Konu: İskitler
Tekil Mesaj gösterimi
Alt 07.Ekim.2018   #3
DurumuÇevrimdışı
Baby
Baby - ait Kullanıcı Resmi (Avatar)
Üye No: 6
Üyelik tarihi: 04.Ekim.2018
Şehir:
Mesaj Sayısı: 273
Konu Sayısı: 73
Beğendikleri: 47
Alınan Beğeni: 40
HF Ticaret Sayısı: (0)
HF Ticaret Yüzdesi: (%)
Ruh Hali
Kan Grubum:

Standart

İskitlerin Kuzey Karadeniz bozkırlarındaki demografik hareketleri bölgedeki kültürel akımı da önemli ölçüde etkiledi. Zira bu bölge, iki büyük savaşçı ulusun yüzyıllar sürecek mücadelesinin başlangıç noktası olmuştur. Kimmerlerin yüzlerce yıldır yaşadığı karma ekonomik sistem, İskitlerin bu bölgeye yerleşmesi ile giderek Hayvancılığın ön plana çıktığı bir sosyal hayata dönüşmeye başladı. İskit-Kimmer mücadelesi M.ö. 800’lü yıllara kadar bu coğrafyada devam etti. Nihayet Kimmerler İskitlerin baskılarına karşı koyamayarak Karadeniz’in doğusu üzerinden Kafkaslara ve Anadolu’ya göç etmek zorunda kaldılar. İskitler Kuzey Karadeniz hattında kurdukları hâkimiyet sahalarını Kimmerler’in göç yolları üzerinden devam ettirerek önce Kafkaslar, ardından Doğu-Kuzey Anadolu hattına kadar genişletmeye başladılar. Bu yayılım hareketi planlı ve tek bir koldan gerçekleşmedi. Ünlü yunan tarihçi Heredotos, Kimi İskit kitleleri Hazarın Kuzey’inden ve Doğusundan dolaştıklarını, kimi kitlelerin ise Transkafkasya dağlarından Anadolu hudutlarına ulaştığını belirtir.

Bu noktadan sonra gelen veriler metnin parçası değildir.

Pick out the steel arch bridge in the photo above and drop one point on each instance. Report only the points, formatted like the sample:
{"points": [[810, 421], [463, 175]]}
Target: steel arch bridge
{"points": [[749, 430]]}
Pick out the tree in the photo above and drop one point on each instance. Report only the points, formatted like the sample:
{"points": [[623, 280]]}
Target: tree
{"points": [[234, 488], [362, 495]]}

M.ö 9. Yüzyılda başlayan İskit akınları, dağınık ve plansız olarak hareket ettiği tespit edilen İskit kitleleri tarafından M.ö. 8. Yüzyılda Anadolu’nun kuzey hattına ulaştı. İskitlerin Anadolu hudutları içerisinde tespit edilebilen ilk yerleşik yurtları bugünkü Trabzon’un Kilat (Yeşilbük) köyü olmuştur. Bu köy, İskit göçlerinden önce Kimmerler içerisinde yaşayan bazı Turanid Toplumlar ve Yunan kökenli Miletoslular tarafından idare edilmekteydi. İskitlerin bu bölgeye yerleşmeleri ile Miletoslular bölgeden uzaklaşmış, Kilat köyü İskitler’in ilk Anadolu durakları olmuştur.

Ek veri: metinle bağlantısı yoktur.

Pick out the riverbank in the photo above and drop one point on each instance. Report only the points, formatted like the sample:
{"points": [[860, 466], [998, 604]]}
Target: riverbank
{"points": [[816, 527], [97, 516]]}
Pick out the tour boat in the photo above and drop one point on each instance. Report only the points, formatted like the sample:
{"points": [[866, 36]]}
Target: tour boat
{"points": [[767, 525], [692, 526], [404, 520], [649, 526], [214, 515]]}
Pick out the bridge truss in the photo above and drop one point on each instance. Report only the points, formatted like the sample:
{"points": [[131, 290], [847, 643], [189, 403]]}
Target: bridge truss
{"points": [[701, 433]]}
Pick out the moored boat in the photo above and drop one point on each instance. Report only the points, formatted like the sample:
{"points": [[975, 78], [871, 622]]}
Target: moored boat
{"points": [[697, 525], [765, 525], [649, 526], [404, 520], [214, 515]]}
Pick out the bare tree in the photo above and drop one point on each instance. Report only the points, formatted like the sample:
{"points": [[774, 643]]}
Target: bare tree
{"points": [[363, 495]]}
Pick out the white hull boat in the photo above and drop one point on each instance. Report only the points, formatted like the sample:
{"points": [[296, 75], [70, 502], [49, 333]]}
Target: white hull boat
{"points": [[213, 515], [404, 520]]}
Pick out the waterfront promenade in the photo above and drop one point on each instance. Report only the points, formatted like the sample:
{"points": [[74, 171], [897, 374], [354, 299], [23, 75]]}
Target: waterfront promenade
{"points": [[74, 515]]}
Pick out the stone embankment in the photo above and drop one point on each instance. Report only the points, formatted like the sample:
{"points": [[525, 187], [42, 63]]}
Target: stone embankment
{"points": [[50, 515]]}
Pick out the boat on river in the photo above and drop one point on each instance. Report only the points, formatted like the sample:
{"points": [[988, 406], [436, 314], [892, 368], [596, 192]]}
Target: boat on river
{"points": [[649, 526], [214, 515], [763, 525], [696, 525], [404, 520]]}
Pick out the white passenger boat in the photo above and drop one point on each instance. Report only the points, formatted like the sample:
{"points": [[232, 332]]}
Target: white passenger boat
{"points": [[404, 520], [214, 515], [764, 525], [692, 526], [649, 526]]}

İskitlerin Anadolu hattına girmelerinden sonraki göç yolları oldukça geniş ve düzensiz olmuştur. Belli bir yöne kalabalık kitleler halinde değil pek çok yöne kabileler halinde göç ettikleri görülür. Bu dağınık göç hareketleri İskitlerin bir kral ya da tek bir önder etrafında toplanmadıklarına işaret eder. Buna rağmen bölgede yaşayan toplumların içerisine karışmayarak müstakil kültürlerini muhafaza etmişlerdir. Bu durum, İskitlerin, tıpkı Bozkır Kültüründe olduğu gibi Boy-Budun teşkilatlanmasına sahip olduklarını düşündürür. Görünen odur ki; İskitler, birkaç yüz çadırdan oluşan aşiretler halinde küçük parçalara ayrılmış şekilde özerk olarak yönetiliyor, komşu kabile ve aşiretlerle birlikte hareket ediyor ancak topyekûn bir millet halinde göç hareketlerine girişmiyorlardı. İskitler, bu sosyo-politik davranışları hasebiyle Tanrı Dağlarından Tuna Boylarına, Doğu Anadolu’dan Fergana Vadisine geniş bir coğrafyada izlerini bırakmışlar ve çok geniş bir coğrafyada varlıklarını devam ettirmişlerdir.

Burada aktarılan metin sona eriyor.